La lettre intervient dans un contexte marqué par la publication, le 18 novembre, d’un sondage IFOP intitulé « État des lieux du rapport à l’islam et à l’islamisme des musulmans de France ». Le sous-titre du document, qui évoque une tendance « entre réislamisation et tentation islamiste », a suscité un débat public et des interrogations sur la manière dont ces résultats sont interprétés.

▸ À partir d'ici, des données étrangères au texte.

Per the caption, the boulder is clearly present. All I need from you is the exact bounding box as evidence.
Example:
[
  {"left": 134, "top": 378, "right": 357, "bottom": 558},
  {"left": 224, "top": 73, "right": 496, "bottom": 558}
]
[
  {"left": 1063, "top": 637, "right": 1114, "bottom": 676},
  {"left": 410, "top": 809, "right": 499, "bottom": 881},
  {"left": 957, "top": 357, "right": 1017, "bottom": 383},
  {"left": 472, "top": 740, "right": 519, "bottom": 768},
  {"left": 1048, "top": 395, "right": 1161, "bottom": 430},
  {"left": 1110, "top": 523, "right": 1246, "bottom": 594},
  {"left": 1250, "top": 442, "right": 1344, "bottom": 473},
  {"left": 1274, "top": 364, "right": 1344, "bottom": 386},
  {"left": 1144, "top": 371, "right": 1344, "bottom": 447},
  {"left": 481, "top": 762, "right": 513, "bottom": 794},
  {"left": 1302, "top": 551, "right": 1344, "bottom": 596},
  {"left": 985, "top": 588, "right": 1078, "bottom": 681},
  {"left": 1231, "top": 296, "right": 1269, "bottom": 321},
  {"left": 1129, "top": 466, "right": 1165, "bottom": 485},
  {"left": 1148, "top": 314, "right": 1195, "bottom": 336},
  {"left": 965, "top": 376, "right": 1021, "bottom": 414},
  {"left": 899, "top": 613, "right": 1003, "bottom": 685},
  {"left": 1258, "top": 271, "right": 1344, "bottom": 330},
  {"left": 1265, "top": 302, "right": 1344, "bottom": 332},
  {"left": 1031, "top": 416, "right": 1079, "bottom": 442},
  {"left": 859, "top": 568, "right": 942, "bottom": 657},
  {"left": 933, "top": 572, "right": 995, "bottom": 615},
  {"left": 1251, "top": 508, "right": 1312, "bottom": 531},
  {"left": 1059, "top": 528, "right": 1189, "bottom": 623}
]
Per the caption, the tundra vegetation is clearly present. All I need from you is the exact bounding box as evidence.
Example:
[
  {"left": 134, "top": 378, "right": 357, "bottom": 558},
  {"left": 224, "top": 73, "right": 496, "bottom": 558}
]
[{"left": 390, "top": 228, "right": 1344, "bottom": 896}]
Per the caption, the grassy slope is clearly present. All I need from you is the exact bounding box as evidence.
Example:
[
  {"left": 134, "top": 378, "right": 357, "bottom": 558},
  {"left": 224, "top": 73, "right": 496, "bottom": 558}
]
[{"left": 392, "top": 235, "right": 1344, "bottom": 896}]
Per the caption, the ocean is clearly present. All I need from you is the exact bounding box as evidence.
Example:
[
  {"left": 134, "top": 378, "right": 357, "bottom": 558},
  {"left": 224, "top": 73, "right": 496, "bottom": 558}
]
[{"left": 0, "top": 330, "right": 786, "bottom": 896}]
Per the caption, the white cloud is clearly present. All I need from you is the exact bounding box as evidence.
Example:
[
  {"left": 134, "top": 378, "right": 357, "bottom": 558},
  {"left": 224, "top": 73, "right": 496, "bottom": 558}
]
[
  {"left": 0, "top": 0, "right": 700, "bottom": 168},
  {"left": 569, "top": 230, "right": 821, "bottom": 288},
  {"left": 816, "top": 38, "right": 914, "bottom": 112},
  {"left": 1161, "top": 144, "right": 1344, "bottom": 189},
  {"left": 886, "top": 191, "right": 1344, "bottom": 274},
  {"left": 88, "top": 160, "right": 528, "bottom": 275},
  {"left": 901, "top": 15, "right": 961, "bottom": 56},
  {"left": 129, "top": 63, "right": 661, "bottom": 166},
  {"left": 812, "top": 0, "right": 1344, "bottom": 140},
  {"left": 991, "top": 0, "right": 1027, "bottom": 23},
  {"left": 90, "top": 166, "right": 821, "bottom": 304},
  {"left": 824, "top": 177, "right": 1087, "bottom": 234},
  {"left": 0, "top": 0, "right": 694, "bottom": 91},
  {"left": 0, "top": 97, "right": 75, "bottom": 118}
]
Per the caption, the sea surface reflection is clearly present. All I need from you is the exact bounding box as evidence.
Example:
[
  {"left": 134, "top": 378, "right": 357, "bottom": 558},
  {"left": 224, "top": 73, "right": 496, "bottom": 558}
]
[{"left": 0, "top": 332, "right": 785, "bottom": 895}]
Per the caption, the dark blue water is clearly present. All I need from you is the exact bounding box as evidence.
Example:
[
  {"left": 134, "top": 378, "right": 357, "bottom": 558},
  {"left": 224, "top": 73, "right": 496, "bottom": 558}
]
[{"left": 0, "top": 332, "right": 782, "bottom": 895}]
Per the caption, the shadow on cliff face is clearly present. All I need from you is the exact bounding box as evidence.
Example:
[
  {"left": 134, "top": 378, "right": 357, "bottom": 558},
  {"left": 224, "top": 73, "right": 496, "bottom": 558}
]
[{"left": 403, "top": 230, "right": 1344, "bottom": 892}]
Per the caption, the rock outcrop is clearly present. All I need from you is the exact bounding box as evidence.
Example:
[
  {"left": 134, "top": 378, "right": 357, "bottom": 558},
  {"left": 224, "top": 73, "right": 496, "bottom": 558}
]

Selon la lettre, ce type de production statistique contribue à une perception déformée de la réalité vécue au quotidien par les citoyens musulmans. Le texte signale que « certains spécialistes de l’islam » ont pointé des biais méthodologiques dans l’enquête IFOP, sans pour autant détailler ces critiques dans la lettre. Les auteurs mettent en garde contre une lecture qui ferait de ces sondages des instruments généralisateurs plutôt que des éléments d’analyse contextualisée.

Les signataires estiment que la multiplication d’analyses et d’enquêtes alarmistes nourrit « la peur de l’autre » et constitue, à leurs yeux, « une dérive grave pour nos principes républicains ».

Le message adressé au président du Sénat demande implicitement une prise en compte des réalités de terrain et une plus grande prudence dans l’élaboration et la communication des politiques publiques et des rapports parlementaires. Les signataires appellent, par là, à privilégier des approches fondées sur des connaissances locales et des partenariats avec les acteurs concernés plutôt que sur des diagnostics perçus comme imposés de l’extérieur.

Sur le plan politique et social, la lettre illustre une tension persistante entre des initiatives institutionnelles visant à répondre à des enjeux de sécurité et d’intégration, et la volonté de représentants communautaires de préserver la dignité et la place des personnes concernées dans l’espace public. Le courrier met en lumière la nécessité, pour les auteurs, d’un débat public moins polarisé et davantage ancré dans des éléments de réalité vérifiables.